The slogan at the checkout counter of the convenience store throbs with fat, bold type and is garnished with exclamation points. It is not to be missed.
"WHEN YOU BELIEVE, ANYTHING'S POSSIBLE!!"
Oh, there's always a disclaimer, isn't there? That nasty faith thing. If I'd just believe, I could be the lucky sap who strides into the boss's office with that "take this job and shove it" grin and strolls out of the building into a chauffeur-driven limousine, shedding dollar bills to the wind like autumn leaves, like the bills flying from that spooky-looking motorcycle driver in the Geico commercial. It could happen.
Of course, the only thing I know that will happen is that I will give the clerk a $5 bill and he will give me the large Dr Pepper my son asked for and a smattering of change. But, sigh, I might as well use the latter for a Mega Millions ticket, too, for surely I believe at least as strongly as the scores of suckers in front and in back of me in this line, some of them so bereft of faith that they feel the need to supplement their chances to the tune of $20, $50 or more.
This is unsettling business, this dealing in dreams. But who can resist? I comfort myself with the delusion that I have not wasted my dollar, that for less than the price of that Dr Pepper, I have bought myself a few hours in which to fantasize about the problems I would solve, the friends and family I would lavish with generosity, the races I could run all over the world, the houses I could buy, the novels I would have time to write and the resources to publish.
Why unsettling? For one thing, because I think I and the others swarming into convenience stores in this senseless late rush are buying more than a chance to dream, we are also buying a hope. And it is a false one. And it is being fostered in the excited tones of my own newspaper and, worse, in the urgings and proddings of my government. A newspaper's job, I can console myself, is to reflect the excitement and the passions surging within the communities it serves, and besides, we have not been shy about reporting both the ludicrous improbability of winning this so-called jackpot and the ironic curse that the history of past winners tells us is more likely than blessing to accompany the matching of all the numbers. But I cannot find a comfortable rationalization, much less justification, for a role of government that teases and deludes its citizens with the baseless fabric of a vision of earthly paradise.
If this is, as advocates claim, harmless fun, why is it that such a preponderance of those who play is composed of the poor and the weak-willed, those for whom the apathetic arithmetic is an annoying inconvenience and unrealistic fantasy is the only source of tangible hope for better things?

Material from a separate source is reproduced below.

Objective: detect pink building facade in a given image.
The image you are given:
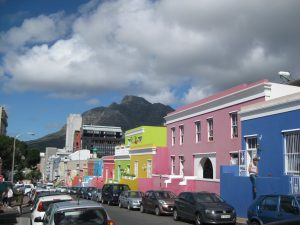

I walk out of the store without looking at my numbers. I know they are nonsense. I know that as I write this on Tuesday afternoon for Thursday publication, I will not have to eat my words. Indeed, had I eaten my dollar bill, I would at least have gotten some nourishment from this exercise. No, my problems will remain undiminished. My friends and family will have to suffer their various financial slings and arrows at least until the next mega-bubble. The races will go unrun, the homes unbought, the novels delayed yet a while longer.
Someone -- from Georgia and California, as it turns out -- who believes more strongly than I is preparing for that joyous staredown with the boss that, truth be told, I'm not really inclined toward anyway. Oh, I checked the numbers, of course, between the completion of this writing and its publication. After all, anything is possible, right?